Сейчас многие размещены в пунктах временного пребывания для беженцев, с ними продолжается работа, в том числе по оказанию психологической поддержки. Они должны пережить свое потрясение и снова начать жить. Это почти как заново начать ходить.

В чем опасность посттравматического состояния? В экстренной ситуации ты набрал воздуха в легкие, остался жив, а выдохнуть не смог. И только потом, когда ты в безопасном месте, начинаешь выдыхать и понимать, что твой организм уже истощился. Бежал, бежал ты, допустим, от зверя. Адреналина много, ты убежал, а потом понимаешь, что дальше у тебя нет сил даже на ходьбу. Вот что такое состояние посттравматического стресса, которое переживают жертвы войн, землетрясений, наводнений и других бедствий.
С этими людьми надо разговаривать о том, что произошло, чтобы они максимально детально вспомнили, от чего убежали. Потому что те события, которые уже почти стерлись в памяти, все равно продолжают влиять на эмоциональное состояние человека. Для того чтобы преодолеть этот этап, необходимо вспомнить и проговорить эти вещи какому-то близкому человеку, которому ты доверяешь. Тогда можно будет найти причину своего состояния и решить ее.
Те, кто не понимает этого, не должны забывать, что люди вообще-то приехали к нам просить помощи. Они потому и беженцы, что «бегут» оттуда, где совсем плохо, туда, где безопасно. Человек приезжает в незнакомый регион, являясь при этом русскоговорящим, но не знающим местных законов, местной бюрократической машины. Ему, конечно, дадут какое-то место временного пребывания, предложат работу, но при этом сразу требуют соблюдения определенных регламентов. А у него ничего нет, и все, что ему остается — просить. Если у нас с вами есть квартира, машина, семья, уверенность в будущем, то все, что есть у него — на нем. Он — как пожилая женщина в исламском государстве, которая все ценное носит на себе, потому что если мужчина ее выгонит, она останется хоть с какими-то вещами.

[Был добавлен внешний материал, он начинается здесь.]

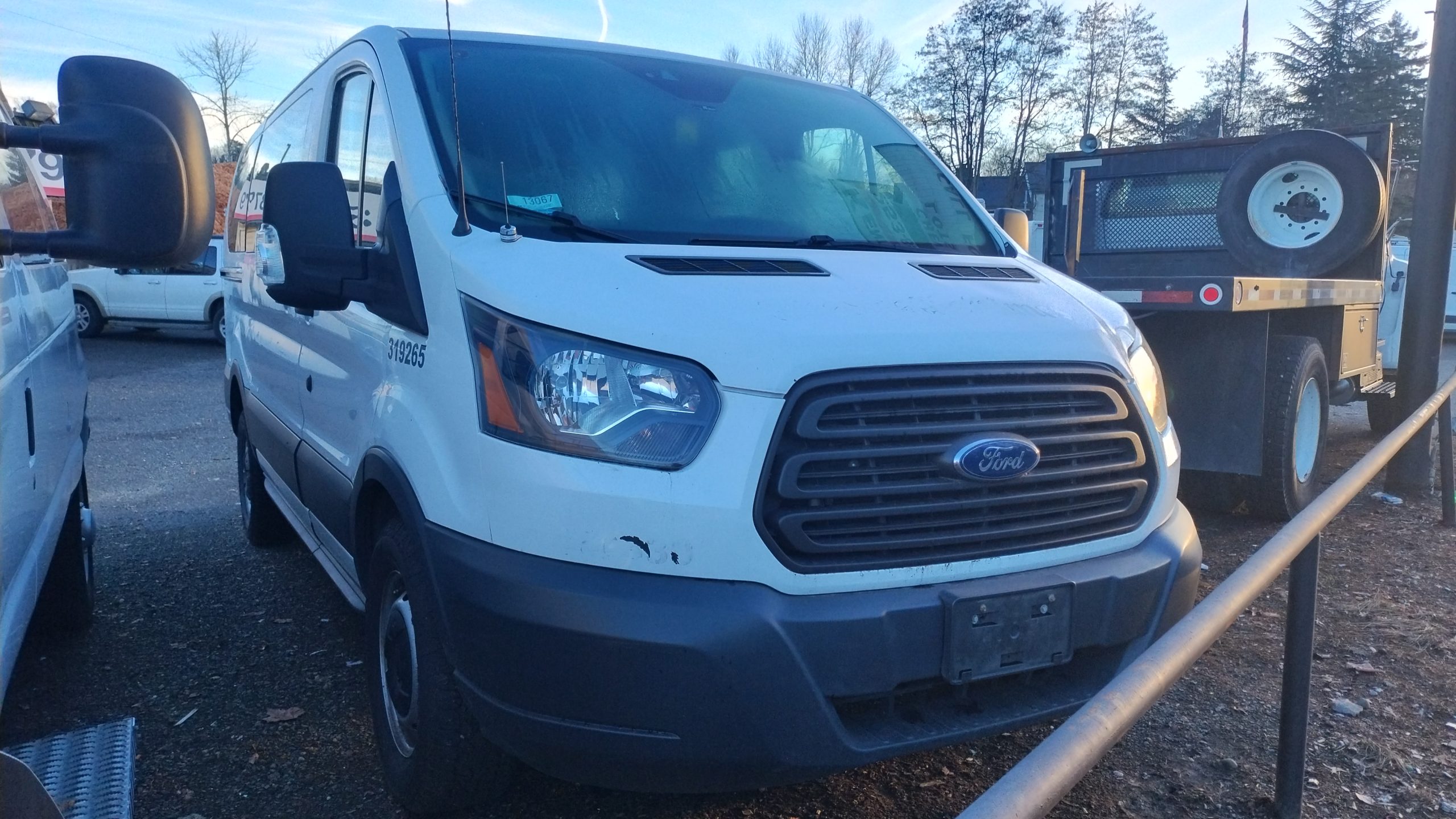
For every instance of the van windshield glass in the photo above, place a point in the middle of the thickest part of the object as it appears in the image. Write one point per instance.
(603, 146)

Нужно понимать, что он в этом состоянии находится, а ты — у себя дома, в своей тарелке. Беженец пребывает в неопределенности, он не знает, что делать дальше: возвращаться, не возвращаться, что там в семье, что там с домом, как вообще сейчас жить, как жить в этой стране, которая то ли наша, то ли не наша, которая сильно изменилась… Все это создает определенные проблемы и у самих беженцев, и у людей, которые воспринимают их как каких-то попрошаек или иждивенцев.
Я поясню, что такое иждивенчество. Иждивенчество — это позиция человека, за которого много чего решают другие люди. Представьте себе детей из детского дома: за них решают, во что одеваться, как питаться, как жить, когда вставать, когда ложиться спать. Часто мы слышим, что многие воспитанники детских домов — иждивенцы. Действительно, такая проблема в детских домах существует. Вынужденные переселенцы тоже попадают в похожую ситуацию, когда их жизнь становится жестко регламентированной. Чиновниками, специалистами миграционной службы, соцзащиты, сотрудниками каких-нибудь комитетов солдатских матерей и так далее. Все социальные службы к этому подключаются. А если механизм не отлажен, то жизнь как у марионеток получается: вам туда идти, или туда, или сюда. А ведь это не дети, у этих людей еще вчера все было нормально! У любого человека в такой ситуации включается механизм сопротивления внешнему влиянию. Отсюда и позиция: «Я беженец, почему я должен это делать».
Представьте себе, переселенцу вроде все дают — и тут же говорят, что он беженец, он иждивенец, почему не идет работать… А он три дня в Хабаровске, никого не знает, но ведь ему действительно нужно с кем-то оставить ребенка, каким-то образом накормить семью, которую он изо всех сил старался увезти как можно дальше от войны и смерти. Он находится в посттравматическом, беспомощном состоянии. Он, может быть, шнурки сейчас самостоятельно не зашнурует, а его спрашивают, почему он «борзеет» и не воюет.
И прежде чем задавать такие вопросы и нападать на переселенцев, надо взять небольшую паузу и спросить себя: а нормально ли я сам сейчас реагирую на происходящее? Почему я злюсь? Неужели все действительно лишь черное и белое?